KINGMAN - The Western Arizona Vocational Education District No. 50 has approved its second set of Joint Technical Education District disbursements, with roughly $379,000 to be split between Kingman, Bullhead City, Lake Havasu City and Parker.
On Jan. 27, the WAVE board agreed to distribute the funds on a proportional basis, with each city in the JTED expected to receive funds based on the number of students currently enrolled in career and technical education courses. WAVE's first set of disbursements in December was split evenly between all four cities, which caused some to question why the smaller Parker district should receive as much as the three larger ones.

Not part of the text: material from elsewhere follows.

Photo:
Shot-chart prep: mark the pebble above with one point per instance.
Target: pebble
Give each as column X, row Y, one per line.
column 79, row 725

According to WAVE Superintendent Betsy Parker, Kingman Unified School District should receive about $140,000 from the latest round of disbursements, or about $10,000 more than it received in December. The career and technical education director for KUSD, Amy West, said the money will likely go toward making the district's current vocational programs more effective and efficient.

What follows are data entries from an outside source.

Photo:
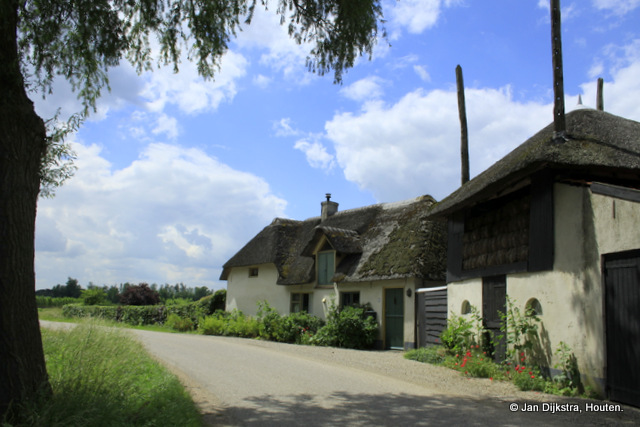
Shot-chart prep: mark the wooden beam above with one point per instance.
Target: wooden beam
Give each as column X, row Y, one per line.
column 558, row 77
column 464, row 133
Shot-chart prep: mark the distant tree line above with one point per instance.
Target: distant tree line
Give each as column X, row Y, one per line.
column 128, row 293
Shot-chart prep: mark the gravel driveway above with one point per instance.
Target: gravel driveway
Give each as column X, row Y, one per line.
column 257, row 383
column 241, row 382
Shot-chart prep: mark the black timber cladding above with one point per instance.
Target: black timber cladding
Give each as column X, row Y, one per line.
column 511, row 234
column 622, row 320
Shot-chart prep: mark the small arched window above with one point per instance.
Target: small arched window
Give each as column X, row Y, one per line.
column 466, row 307
column 533, row 307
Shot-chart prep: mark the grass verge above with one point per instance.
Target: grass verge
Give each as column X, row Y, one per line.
column 103, row 377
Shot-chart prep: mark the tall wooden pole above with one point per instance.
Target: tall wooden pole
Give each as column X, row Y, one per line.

"We are going to upgrade the heating and cooling in one of our shops that didn't have an adequate system for a program that was put in there," West said. "A lot of it will be technology upgrades. We're trying to get a little bit shorter time schedule for updating our technology so we can get the most current, state-of-the-art stuff in quicker."
KUSD is also looking to partner with Mohave Community College to
provide additional space and materials for certain programs, she said. West added that members of both KUSD and MCC have met to discuss starting certification programs at the college for disciplines such as welding.
"Our focus is having programs that can lead students to post-secondary programs or employment," West said. "We're really trying to get industry-recognized certificates prior to graduation. The welding we put in for next (fiscal) year, and that's set to start this summer."
KUSD already offers a wide range of vocational training courses ranging from woodworking and agriculture to business technology and photography, to culinary and early childhood development. West noted that one of the major challenges over the following months will be working with the district to ensure the new Lee Williams High School is properly outfitted to sustain a set of courses comparable to those available at Kingman High School.
"We're looking at what we can put there (Williams High) while they're building it," West said. "What programs do we want to have down there so that when they look at their build-out, it matches what we hoping to offer in the future?"